Nextcloud implements webdav, which you can use rclone to mount as a remote.
Also many distros have an online account option which does the same thing
In my experience it's not quite the same. Using webdav through the distro account seems that it's fully online. And folder access or file access contacts the server.
The virtual file experience is more of a hybrid. All the folders actually exist on disk, as well as shells for every file. If you try to open a virtual file, in the background Windows will seamlessly download it for you. At that point the file is actually on your disk. This way regularly accessed files on on your hard drive and seldom accessed ones are not, saving local hard drive space while providing an experience almost like if all the files were actually on your drive.
You could probably do this with FUSE. Guess nobody cared to make that yet.
It exists and I've tried it - https://en.wikipedia.org/wiki/Davfs2
Thing is, when an app thinks a directory is on a local disk, it does things which do not scale well over a network. e.g. reading every file in the directory to make thumbnails.
Seafile has fuse for accessing it as a folder.
What the Linux client (in contrast to the Windows client) does not support is having virtual files in a folder and only downloading files on demand.
This is specifically what I want.
And...somehow I missed opencloud in all of my searching? I think I may have mentally combined it with OwnCloud/OCIS. It looks promising. Diving into the docs, now.
Opencloud is a fork of the new Owncloud, I think. Similar to how Nextcloud was forked from the old Owncloud.
I use Syncthing and Resilio Sync for this stuff.
Both of them sync according to rules you define.
I sync my mobile devices to home this way, and access the folders on the server via SMB shares (which are unrelated to ST or Resilio).
No web interface required, as you just use whatever network sharing you want at home.
What "extra steps" are you running into with SyncThing? Its really flexible (especially Syncthing-Fork for Android).
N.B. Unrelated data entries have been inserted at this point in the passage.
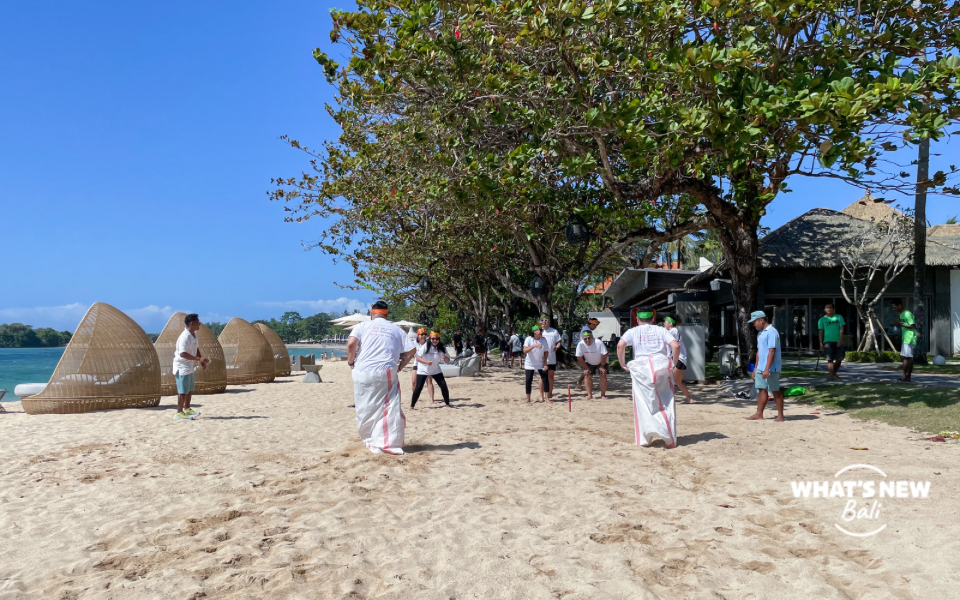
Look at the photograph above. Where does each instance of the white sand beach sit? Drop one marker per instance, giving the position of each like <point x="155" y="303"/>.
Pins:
<point x="271" y="495"/>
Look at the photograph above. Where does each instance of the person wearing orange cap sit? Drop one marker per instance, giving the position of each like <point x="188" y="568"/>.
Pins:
<point x="421" y="340"/>
<point x="428" y="359"/>
<point x="377" y="350"/>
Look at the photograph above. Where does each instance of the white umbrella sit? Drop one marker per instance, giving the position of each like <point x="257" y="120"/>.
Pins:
<point x="351" y="319"/>
<point x="407" y="324"/>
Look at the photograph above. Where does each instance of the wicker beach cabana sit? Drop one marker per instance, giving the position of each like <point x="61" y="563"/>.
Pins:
<point x="213" y="380"/>
<point x="109" y="363"/>
<point x="280" y="355"/>
<point x="247" y="353"/>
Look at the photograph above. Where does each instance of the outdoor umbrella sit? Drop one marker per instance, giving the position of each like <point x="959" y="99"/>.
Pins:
<point x="351" y="319"/>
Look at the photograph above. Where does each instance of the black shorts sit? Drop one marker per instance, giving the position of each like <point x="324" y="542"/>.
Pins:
<point x="833" y="351"/>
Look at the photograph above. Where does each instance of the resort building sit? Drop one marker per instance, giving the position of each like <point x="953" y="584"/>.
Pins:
<point x="799" y="266"/>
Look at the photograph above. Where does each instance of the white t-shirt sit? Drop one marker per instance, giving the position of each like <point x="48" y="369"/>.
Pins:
<point x="592" y="354"/>
<point x="675" y="334"/>
<point x="433" y="356"/>
<point x="587" y="328"/>
<point x="549" y="339"/>
<point x="534" y="359"/>
<point x="187" y="342"/>
<point x="381" y="344"/>
<point x="648" y="340"/>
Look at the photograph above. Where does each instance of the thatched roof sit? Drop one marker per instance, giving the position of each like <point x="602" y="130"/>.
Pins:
<point x="815" y="239"/>
<point x="869" y="209"/>
<point x="948" y="235"/>
<point x="944" y="230"/>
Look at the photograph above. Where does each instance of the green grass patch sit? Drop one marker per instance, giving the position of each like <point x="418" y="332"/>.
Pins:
<point x="929" y="409"/>
<point x="713" y="370"/>
<point x="953" y="369"/>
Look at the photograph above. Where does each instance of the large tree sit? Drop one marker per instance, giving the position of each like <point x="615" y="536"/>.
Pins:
<point x="718" y="102"/>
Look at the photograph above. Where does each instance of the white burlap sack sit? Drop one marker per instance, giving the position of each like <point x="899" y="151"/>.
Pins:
<point x="654" y="414"/>
<point x="380" y="419"/>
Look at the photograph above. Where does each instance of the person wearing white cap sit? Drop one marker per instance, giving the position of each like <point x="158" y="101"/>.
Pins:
<point x="651" y="376"/>
<point x="374" y="349"/>
<point x="767" y="369"/>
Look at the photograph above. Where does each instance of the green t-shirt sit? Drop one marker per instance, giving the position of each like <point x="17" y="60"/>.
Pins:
<point x="909" y="335"/>
<point x="831" y="327"/>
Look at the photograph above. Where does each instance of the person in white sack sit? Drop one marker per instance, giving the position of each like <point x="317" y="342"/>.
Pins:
<point x="374" y="349"/>
<point x="651" y="375"/>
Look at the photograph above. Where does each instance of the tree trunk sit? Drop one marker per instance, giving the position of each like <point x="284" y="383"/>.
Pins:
<point x="920" y="252"/>
<point x="740" y="242"/>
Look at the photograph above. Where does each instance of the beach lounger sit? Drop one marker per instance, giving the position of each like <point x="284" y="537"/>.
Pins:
<point x="469" y="367"/>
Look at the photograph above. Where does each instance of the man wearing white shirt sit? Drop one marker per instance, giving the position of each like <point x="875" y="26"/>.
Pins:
<point x="516" y="346"/>
<point x="651" y="375"/>
<point x="671" y="326"/>
<point x="535" y="361"/>
<point x="592" y="323"/>
<point x="551" y="343"/>
<point x="185" y="359"/>
<point x="592" y="356"/>
<point x="374" y="349"/>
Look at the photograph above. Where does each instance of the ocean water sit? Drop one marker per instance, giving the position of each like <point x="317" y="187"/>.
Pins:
<point x="26" y="365"/>
<point x="36" y="365"/>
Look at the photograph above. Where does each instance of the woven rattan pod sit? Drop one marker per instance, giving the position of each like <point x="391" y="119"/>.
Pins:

Maybe it or Resilio can be configured to do what you need.
For example,, I use the Selective Sync feature in Resilio so that I can access any file at home whenever I want without using a VPN.
I found that the resilio mobile app would use up a lot of battery at night (sometimes about 10% an hour).
Syncthing was better for that, but would sometimes just stop updating on a phone. I would check and it would have not been syncing for weeks and be signed out of the web UI.
Pretty sure you should have the ability to choose what to sync, either from the server, or the client. Seems kind of dumb for it to automatically assume you have the space on the client device to sync EVERYTHING.
I thought the same thing, but I've spent a good chunk of time looking at every button in the linux client, and it's just options of "sync: y/n", with an initial choice of "do not sync if folder size is 500MB+". And the files/folders not synced do not show up locally. The windows client lets you see everything, but only download when you open or pick "save locally". But not on Linux.
Docs say you can choose what to sync, and disable syncing entirely where you don't want it: https://docs.nextcloud.com/server/latest/user_manual/en/desktop/usage.html
There should be a nearly identical menu to the Windows version that lets you select or deselect folders.
Click on your account > settings. And then it will show the list of folders available to sync.
It's not free but it's awesome and cheap. Setup a WebDAV share and join it using "Mountainduck.io". It connects to everything like SMB but I find WebDAV's multichannel is more performant in the long run. Checks notes Win/Mac only sorry.
I'm searching too. Seafile keeps popping up, but I haven't looked at it yet.
Seafile apparently obfuscates the files, which is not great. If it dies, or they pull some weird shutdown shenanigans, what happens to my files? Nexcloud, at least, is readable and organized, if (in my opinion) weird.